Население дома было немногочисленным. О дяде с тетей я уже говорил, а третьей в доме была помощница – девушка,  которая  ухаживала  за ними и хоть чуть-чуть скрашивала  их одинокое существование.
Утром следующего дня, я неожиданно открыл для себя, в какой омут скуки затащила меня жизнь. У меня даже защемило в груди, когда я вспомнил  данное матушке слово, пробыть здесь ровно месяц и исправно готовиться к заключительному  классу гимназии. «Неужели только через месяц, веселый пышущий  паром паровоз, озорно свистнув, снова умчит  меня в столицу... в Санкт-Петербург.
 До обеда я бесцельно слонялся по дому, рассматривал картинки с однообразно тоскливыми пейзажами. Они были развешаны на всех стенах. Сюжеты не отличались оригинальностью - березка или речка, иногда скирда соломы или кусок неубранного поля. Над некоторыми картинами вообще приходилось гадать, что на них изображено. Художник, очевидно делавший первые шаги в живописи, писал в одних тонах, и небо у него всегда было голубым, а трава зеленой.  Река равномерно закрашивалась синей краской, и все казалось плоским и безжизненным и навевало смертную тоску и унылость. Неужели так можно испохабить прекрасную играющую тысячами оттенков русскую природу  средней полосы России.
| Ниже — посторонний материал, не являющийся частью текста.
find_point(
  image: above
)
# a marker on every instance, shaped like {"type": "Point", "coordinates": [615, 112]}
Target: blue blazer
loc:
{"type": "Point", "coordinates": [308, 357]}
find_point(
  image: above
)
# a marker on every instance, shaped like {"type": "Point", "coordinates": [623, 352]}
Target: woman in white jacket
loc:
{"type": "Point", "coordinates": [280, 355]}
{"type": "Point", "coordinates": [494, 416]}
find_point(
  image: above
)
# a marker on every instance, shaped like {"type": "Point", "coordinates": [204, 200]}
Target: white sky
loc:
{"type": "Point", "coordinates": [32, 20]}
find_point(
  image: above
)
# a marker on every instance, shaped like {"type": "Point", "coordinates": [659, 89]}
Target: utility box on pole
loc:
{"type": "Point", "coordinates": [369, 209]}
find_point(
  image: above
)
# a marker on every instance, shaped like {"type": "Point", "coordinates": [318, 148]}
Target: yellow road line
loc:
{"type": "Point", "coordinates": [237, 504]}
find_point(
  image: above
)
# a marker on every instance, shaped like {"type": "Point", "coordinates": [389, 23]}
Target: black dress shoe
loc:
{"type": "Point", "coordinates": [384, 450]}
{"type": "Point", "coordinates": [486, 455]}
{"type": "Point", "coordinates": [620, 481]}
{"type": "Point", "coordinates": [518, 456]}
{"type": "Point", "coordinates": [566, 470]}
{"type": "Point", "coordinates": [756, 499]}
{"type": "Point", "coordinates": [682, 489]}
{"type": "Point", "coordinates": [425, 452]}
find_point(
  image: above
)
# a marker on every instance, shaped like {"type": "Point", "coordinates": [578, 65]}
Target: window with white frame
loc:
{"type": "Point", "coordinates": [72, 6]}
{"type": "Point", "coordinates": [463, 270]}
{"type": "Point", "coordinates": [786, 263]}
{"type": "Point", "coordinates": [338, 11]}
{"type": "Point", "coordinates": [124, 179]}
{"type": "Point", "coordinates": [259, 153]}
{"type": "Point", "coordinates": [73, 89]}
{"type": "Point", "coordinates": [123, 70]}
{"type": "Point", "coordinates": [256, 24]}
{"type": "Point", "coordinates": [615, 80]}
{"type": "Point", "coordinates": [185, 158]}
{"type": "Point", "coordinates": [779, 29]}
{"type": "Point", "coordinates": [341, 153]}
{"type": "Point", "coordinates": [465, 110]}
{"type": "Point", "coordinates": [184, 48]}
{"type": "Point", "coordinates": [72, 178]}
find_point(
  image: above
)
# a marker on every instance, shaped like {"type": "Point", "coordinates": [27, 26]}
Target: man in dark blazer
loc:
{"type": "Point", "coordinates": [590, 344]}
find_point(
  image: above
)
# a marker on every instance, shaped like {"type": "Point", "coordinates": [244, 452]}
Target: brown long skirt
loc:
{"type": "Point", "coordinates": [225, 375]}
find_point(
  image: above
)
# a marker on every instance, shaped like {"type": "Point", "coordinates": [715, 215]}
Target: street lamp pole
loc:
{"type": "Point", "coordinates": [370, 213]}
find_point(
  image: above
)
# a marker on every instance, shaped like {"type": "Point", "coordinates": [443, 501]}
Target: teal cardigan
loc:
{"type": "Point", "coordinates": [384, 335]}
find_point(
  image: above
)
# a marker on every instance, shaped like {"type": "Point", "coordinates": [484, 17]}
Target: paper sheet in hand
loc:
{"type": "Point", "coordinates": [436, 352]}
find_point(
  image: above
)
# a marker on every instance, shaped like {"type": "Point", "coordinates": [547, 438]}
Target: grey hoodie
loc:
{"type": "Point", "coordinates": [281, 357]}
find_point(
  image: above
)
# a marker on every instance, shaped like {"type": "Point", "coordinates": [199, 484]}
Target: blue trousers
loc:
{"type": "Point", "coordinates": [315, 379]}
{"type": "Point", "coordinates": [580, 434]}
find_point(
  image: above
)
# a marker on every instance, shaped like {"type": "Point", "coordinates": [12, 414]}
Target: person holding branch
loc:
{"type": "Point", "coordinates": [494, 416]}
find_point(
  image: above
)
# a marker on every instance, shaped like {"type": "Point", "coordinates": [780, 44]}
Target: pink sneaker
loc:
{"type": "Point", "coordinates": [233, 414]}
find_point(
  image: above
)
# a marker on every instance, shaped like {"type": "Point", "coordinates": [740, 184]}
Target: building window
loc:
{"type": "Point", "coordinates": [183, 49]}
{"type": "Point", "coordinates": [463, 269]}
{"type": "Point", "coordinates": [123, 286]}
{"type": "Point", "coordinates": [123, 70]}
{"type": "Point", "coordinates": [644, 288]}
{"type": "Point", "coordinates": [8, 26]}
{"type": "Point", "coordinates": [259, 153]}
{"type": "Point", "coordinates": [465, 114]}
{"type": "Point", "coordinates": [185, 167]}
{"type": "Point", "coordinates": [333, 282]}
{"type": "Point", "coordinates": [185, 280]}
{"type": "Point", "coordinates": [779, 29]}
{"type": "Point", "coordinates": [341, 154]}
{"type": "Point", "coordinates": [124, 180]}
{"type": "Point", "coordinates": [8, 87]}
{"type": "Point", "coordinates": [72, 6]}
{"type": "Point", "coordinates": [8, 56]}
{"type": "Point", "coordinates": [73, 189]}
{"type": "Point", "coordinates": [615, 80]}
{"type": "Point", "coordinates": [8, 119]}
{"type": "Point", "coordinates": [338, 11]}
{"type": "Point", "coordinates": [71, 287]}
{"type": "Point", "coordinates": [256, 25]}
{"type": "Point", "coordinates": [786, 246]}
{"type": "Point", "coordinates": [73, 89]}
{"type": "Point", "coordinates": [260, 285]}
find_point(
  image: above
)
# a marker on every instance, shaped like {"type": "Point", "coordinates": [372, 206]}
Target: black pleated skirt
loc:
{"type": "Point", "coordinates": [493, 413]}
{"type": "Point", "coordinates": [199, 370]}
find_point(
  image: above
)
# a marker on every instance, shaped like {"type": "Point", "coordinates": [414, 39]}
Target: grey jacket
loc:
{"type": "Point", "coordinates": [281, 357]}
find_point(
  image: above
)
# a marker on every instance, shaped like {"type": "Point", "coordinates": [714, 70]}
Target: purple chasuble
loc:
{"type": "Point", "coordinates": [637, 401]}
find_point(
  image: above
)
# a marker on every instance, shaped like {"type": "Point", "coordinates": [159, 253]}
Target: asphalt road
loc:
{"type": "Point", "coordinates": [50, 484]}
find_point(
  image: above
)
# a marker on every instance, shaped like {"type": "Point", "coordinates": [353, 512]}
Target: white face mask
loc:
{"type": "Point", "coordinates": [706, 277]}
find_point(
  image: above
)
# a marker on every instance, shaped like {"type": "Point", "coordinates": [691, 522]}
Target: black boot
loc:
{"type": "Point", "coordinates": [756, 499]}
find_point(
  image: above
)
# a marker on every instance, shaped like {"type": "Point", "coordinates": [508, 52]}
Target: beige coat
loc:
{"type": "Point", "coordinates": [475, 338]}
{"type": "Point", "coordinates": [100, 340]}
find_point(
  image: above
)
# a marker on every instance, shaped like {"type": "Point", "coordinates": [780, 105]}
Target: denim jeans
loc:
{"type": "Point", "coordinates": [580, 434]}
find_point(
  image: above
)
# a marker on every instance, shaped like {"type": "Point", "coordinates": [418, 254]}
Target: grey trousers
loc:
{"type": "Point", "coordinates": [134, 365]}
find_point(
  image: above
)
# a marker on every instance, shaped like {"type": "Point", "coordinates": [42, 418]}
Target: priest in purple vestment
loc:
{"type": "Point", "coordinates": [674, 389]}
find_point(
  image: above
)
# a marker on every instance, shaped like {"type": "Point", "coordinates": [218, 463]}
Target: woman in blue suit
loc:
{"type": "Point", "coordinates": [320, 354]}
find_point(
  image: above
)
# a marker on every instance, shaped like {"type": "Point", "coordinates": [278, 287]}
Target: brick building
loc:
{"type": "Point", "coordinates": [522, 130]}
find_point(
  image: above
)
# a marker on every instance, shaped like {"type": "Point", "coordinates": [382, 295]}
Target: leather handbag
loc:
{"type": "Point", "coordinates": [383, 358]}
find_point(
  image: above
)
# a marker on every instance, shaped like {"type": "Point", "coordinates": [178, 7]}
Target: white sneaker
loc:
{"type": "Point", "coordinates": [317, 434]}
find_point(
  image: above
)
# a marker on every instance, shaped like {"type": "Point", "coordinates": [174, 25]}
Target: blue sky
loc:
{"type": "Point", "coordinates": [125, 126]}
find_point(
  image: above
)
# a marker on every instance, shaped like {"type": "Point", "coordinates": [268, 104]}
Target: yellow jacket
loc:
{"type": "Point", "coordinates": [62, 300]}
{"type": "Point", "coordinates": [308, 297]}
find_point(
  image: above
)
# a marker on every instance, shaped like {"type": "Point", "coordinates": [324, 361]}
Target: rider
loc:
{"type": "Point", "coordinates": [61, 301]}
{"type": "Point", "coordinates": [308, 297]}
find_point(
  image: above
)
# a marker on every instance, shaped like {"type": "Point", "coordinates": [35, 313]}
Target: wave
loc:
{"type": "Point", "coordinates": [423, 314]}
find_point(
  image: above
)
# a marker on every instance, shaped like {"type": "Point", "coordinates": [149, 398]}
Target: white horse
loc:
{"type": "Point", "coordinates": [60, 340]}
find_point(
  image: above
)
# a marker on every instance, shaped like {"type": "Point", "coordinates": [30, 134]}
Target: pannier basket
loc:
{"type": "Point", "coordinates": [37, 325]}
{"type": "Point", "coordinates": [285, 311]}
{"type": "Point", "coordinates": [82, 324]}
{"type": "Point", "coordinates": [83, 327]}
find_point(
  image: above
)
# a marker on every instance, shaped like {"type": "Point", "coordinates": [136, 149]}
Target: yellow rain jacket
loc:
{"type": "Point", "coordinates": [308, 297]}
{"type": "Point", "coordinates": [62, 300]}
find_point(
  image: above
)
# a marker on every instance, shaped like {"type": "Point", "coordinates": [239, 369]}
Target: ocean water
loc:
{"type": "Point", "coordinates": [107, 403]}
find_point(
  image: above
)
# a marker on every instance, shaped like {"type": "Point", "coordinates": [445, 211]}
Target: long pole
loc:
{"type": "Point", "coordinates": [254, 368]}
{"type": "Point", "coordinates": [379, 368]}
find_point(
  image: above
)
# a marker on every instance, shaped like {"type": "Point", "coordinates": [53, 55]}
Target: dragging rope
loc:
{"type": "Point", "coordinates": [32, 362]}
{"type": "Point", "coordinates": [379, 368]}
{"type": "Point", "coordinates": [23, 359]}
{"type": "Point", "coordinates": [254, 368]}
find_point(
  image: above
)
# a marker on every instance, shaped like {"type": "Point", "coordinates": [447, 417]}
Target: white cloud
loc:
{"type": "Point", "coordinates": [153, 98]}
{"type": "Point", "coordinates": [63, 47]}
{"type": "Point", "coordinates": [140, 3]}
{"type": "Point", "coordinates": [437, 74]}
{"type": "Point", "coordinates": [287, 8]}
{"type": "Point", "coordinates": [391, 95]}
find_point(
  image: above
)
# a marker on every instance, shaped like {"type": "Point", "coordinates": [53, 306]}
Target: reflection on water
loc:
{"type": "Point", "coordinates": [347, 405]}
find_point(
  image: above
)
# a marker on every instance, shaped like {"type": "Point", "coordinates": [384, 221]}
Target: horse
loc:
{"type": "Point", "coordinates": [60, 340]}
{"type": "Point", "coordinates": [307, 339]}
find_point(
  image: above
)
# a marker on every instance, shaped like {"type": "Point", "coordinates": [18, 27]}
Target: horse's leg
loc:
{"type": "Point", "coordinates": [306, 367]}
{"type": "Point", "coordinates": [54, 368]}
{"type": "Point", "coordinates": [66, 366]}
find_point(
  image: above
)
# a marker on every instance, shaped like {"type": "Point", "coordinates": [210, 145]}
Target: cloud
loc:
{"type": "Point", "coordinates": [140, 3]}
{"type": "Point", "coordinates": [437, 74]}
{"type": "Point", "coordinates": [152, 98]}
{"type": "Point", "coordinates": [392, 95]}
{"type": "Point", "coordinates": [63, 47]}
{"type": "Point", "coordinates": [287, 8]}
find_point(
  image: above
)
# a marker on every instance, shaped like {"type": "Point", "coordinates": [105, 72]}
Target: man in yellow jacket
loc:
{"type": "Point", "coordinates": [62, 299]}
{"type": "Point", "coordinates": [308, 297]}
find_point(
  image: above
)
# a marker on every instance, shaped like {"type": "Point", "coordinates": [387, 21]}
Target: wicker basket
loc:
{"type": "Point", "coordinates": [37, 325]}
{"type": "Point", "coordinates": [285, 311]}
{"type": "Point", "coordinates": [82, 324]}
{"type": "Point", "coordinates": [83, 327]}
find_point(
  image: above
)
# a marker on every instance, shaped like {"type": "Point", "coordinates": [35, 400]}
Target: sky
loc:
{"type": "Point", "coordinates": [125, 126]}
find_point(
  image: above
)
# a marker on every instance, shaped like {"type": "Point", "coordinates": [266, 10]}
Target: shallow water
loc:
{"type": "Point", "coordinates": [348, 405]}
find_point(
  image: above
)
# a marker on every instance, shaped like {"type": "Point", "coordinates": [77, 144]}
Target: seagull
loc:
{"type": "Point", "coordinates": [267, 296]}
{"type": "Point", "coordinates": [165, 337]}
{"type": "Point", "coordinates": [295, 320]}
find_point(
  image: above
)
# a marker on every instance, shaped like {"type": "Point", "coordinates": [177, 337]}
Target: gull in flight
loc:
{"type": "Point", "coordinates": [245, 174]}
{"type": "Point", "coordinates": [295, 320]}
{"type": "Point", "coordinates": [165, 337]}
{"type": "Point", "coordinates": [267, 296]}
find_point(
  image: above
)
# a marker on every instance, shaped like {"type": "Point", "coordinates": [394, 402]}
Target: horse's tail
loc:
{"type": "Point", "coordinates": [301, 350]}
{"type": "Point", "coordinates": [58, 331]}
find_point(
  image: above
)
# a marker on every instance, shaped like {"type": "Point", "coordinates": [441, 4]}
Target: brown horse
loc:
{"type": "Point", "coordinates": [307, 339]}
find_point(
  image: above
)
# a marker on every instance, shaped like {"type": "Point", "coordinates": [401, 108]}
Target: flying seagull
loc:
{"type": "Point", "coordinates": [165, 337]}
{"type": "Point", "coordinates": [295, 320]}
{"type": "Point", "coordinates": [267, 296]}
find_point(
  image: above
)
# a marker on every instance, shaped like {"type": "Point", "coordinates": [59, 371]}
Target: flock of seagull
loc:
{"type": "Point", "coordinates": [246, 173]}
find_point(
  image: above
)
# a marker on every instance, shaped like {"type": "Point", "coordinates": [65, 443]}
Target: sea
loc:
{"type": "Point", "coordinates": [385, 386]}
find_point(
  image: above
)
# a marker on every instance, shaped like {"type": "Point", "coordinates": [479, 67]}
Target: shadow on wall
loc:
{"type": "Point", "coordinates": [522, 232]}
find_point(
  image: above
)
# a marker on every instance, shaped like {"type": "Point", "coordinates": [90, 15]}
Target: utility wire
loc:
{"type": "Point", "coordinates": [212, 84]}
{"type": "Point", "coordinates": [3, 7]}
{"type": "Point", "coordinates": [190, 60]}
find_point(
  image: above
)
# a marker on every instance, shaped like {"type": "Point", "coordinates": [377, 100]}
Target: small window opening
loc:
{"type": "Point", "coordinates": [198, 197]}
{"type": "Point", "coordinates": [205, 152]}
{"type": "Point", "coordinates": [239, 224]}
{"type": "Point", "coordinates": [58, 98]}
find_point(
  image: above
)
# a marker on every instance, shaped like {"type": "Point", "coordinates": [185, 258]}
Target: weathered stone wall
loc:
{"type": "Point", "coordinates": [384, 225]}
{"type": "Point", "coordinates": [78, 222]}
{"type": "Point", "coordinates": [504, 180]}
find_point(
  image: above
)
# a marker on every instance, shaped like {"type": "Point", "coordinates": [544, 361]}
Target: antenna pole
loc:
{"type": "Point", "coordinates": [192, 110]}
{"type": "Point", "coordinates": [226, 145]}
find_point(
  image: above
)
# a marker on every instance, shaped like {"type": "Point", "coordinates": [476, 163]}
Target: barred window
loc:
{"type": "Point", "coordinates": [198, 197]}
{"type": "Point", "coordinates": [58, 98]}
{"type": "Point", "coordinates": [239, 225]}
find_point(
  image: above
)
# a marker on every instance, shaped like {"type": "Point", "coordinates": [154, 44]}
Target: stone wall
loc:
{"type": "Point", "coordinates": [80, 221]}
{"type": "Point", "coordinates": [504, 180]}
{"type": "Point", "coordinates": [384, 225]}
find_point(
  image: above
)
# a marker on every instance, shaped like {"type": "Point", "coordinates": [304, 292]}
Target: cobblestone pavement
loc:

За обедом, находясь в мрачнейшем расположении духа, но делая заинтересованное лицо, с тем, чтобы, ни обидеть дядю с тетей я неожиданно открыл для себя, следя за быстрыми и стремительными движениями девушки, что она совсем ничего. Этот, очевидно давно копившийся в моем сознании вывод и тут обнаруживший себя, застал меня врасплох.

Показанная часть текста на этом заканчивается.